Many people signed up, and word of her business quickly spread among Hungarian clubs that operate throughout the United States.
"There are pockets of Hungarians everywhere," she said.
Her biggest problem now making the large-scale operation more manageable. Sending out catalogs to everyone on her list is too expensive, so she is working on ways to pare the list back to about 8,000 or 10,000 people.
Plus, she has the restaurant, though son Ernie runs the daily operations. He also is a math teacher in the Girard schools, so he works at the restaurant in the evenings and on weekends, while other staff handles the lunch business on weekdays.
Caters to people
Elizabeth Szabo said she started thinking of opening a restaurant 10 or 12 years ago when another catalog retailer suggested it.

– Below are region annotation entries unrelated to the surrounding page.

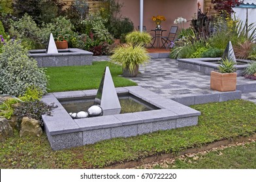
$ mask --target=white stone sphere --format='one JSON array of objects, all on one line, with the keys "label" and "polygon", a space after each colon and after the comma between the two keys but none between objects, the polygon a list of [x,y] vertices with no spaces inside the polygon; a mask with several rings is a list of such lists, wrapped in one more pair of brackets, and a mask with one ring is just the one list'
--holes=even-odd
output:
[{"label": "white stone sphere", "polygon": [[88,112],[85,111],[80,111],[76,114],[76,118],[85,118],[89,116]]},{"label": "white stone sphere", "polygon": [[76,118],[76,112],[72,113],[71,117],[72,117],[72,118],[74,118],[74,119]]},{"label": "white stone sphere", "polygon": [[90,117],[100,116],[103,114],[103,110],[99,105],[91,106],[88,112]]}]

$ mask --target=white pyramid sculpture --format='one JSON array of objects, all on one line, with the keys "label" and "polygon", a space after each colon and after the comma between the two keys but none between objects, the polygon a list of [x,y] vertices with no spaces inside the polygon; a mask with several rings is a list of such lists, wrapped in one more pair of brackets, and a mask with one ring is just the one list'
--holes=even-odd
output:
[{"label": "white pyramid sculpture", "polygon": [[52,33],[51,33],[50,35],[50,39],[47,47],[46,53],[48,54],[57,54],[59,53],[57,49],[56,44],[55,44],[55,41]]},{"label": "white pyramid sculpture", "polygon": [[233,47],[232,46],[231,41],[229,41],[227,45],[224,53],[222,55],[222,58],[228,58],[232,60],[233,62],[236,62],[236,56],[234,55]]},{"label": "white pyramid sculpture", "polygon": [[120,113],[121,105],[108,66],[106,66],[95,103],[101,105],[103,116]]}]

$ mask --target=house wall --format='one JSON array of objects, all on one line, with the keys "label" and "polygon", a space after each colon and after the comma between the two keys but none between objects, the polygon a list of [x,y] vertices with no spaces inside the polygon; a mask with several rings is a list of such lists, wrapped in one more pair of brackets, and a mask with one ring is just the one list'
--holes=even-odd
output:
[{"label": "house wall", "polygon": [[[123,3],[121,14],[129,18],[138,29],[140,16],[139,0],[120,0]],[[183,17],[187,20],[191,20],[197,12],[197,0],[144,0],[144,25],[147,31],[155,28],[155,23],[152,20],[152,16],[163,15],[166,21],[162,21],[163,29],[167,29],[165,34],[167,35],[170,26],[175,25],[174,21],[178,17]],[[190,22],[185,24],[185,27],[189,27]]]}]

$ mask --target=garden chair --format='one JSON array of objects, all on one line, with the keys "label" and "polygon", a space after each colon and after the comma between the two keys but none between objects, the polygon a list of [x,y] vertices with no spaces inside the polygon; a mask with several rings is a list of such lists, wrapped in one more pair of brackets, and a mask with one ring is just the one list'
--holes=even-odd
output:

Her daughter, Liz Vos of Evansville, Ind., said the family members had kicked around possible locations and finally decided to go forward.
"The idea had incubated long enough," she said.
Szabo and her son, who loves to cook for the family, used some old recipes that had been handed down through the family and others that they had picked up from Hungarian immigrants in the area.
"We get a lot of families that come and say they grew up with this food," Elizabeth Szabo said. "They just don't know how to make it any more."
People have learned to rely on Szabo for more than just Hungarian products and Hungarian food, however. She often gets phone calls from customers who need a translation of a Hungarian word or from people who can't find the village of their ancestors. Others are looking for a particular Hungarian song that their grandfather used to sing.
"I'm service-oriented," she said with a smile. After pausing, she added, "And that's not good."
It's not good because providing such service isn't as easy as it used to be, she said.
"The Lord keeps taking a little bit of my energy all the time," she said.